Electric vehicles have been coming for more than a decade; now they are starting to go as well.

Like wind turbines and nuclear fuel rods, car batteries don’t last forever. Today, 13 years after the 2008 Tesla Roadster made its debut, a first generation of EVs is nearing retirement. The cars, and their 1,000-pound battery packs, are creating a mountain of electronic scrap.

Several entrepreneurs have begun pulling those batteries out of the pile, cracking them open, and cooking them down to recover cobalt, lithium, nickel, and other raw ingredients that can be recycled almost endlessly.

It’s an expensive and laborious endeavor—like building an EV was 20 years ago. It’s also on the cusp of massive growth.
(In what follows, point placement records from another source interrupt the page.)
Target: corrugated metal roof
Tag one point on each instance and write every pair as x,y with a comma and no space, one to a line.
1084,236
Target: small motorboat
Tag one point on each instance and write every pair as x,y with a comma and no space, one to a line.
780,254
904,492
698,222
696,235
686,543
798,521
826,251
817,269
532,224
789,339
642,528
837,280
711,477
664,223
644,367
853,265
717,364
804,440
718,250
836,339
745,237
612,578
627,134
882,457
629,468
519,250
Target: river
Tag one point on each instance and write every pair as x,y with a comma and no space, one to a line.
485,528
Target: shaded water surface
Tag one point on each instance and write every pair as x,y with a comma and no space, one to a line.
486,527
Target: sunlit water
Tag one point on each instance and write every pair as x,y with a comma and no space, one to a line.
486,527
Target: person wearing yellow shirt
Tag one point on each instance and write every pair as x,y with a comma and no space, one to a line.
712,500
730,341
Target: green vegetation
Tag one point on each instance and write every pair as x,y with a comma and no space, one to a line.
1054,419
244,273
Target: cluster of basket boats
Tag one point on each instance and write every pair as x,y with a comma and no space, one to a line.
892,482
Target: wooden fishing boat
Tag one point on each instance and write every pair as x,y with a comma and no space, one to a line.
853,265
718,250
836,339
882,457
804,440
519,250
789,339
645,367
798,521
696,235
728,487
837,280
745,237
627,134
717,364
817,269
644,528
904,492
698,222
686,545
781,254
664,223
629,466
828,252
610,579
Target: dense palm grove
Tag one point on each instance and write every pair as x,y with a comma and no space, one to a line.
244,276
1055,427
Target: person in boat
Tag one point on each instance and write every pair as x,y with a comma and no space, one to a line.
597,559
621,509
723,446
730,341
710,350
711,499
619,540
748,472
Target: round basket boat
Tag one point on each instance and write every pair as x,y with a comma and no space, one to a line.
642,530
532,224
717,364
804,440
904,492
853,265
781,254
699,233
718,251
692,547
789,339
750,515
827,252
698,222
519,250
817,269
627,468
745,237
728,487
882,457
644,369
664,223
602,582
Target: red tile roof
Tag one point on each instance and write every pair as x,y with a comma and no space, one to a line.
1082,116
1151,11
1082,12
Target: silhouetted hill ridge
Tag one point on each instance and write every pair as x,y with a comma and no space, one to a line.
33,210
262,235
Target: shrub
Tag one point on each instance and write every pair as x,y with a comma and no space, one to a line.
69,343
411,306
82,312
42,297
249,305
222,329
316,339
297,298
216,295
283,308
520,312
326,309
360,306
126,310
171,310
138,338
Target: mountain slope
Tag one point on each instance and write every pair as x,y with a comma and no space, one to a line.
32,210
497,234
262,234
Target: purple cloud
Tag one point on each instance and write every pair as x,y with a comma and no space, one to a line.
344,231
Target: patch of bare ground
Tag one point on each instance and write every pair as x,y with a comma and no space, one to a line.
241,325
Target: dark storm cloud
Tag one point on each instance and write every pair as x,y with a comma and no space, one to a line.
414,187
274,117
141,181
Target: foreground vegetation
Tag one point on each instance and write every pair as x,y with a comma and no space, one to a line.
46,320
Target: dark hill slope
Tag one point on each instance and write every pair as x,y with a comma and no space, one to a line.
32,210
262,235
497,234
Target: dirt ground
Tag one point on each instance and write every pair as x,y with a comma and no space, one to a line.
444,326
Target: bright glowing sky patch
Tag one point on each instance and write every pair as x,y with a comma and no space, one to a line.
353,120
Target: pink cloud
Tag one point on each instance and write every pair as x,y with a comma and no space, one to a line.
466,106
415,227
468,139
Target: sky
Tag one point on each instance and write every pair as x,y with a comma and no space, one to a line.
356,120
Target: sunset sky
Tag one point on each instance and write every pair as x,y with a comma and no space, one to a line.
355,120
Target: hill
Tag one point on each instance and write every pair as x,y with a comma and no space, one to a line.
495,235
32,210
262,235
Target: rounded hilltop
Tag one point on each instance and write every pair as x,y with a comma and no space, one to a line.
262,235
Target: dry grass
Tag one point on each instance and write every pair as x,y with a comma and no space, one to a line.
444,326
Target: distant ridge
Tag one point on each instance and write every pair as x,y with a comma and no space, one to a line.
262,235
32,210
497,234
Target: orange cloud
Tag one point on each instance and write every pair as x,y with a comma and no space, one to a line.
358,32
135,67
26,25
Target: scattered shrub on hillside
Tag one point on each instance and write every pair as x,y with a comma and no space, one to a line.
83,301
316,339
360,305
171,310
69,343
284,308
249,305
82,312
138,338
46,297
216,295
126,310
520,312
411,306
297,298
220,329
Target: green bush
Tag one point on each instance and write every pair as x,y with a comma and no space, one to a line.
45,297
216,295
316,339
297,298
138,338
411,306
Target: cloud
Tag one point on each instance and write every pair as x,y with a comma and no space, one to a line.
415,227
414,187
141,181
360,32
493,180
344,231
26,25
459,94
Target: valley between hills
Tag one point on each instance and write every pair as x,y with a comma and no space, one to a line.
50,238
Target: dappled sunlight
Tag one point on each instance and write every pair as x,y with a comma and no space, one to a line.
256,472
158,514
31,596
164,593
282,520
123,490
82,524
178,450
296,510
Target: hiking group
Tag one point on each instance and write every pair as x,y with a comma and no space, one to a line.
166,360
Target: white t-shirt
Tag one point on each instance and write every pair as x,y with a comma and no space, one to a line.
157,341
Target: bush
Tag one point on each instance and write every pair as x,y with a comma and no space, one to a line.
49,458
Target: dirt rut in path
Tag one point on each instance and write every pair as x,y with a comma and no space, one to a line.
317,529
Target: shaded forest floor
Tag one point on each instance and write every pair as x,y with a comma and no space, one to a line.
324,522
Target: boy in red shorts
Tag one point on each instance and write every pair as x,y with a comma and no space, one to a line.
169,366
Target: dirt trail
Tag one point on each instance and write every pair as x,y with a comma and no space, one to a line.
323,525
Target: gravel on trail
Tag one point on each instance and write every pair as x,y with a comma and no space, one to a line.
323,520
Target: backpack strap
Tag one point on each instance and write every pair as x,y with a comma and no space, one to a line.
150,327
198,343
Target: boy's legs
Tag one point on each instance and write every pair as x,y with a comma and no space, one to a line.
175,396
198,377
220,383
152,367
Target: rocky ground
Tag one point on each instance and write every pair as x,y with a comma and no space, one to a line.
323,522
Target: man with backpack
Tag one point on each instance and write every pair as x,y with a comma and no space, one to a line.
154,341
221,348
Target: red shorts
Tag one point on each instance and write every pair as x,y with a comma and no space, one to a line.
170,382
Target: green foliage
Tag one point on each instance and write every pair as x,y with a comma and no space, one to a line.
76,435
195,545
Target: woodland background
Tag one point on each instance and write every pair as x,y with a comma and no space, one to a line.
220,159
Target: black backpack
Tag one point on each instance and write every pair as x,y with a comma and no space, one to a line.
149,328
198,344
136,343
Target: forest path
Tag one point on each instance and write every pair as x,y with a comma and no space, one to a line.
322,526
J.B. Straubel, a co-founder of Tesla who now runs Redwood Materials, a battery recycling enterprise in Nevada, calls this “unmanufacturing.”

“This is a decidedly not very sexy business,” he says. “But it’s about to become incredibly relevant.” Redwood, along with Canada startup Li-Cycle, is joining existing recyclers such as Belgian chemicals giant Umicore and China’s GEM, which has automated disassembly lines for spent packs.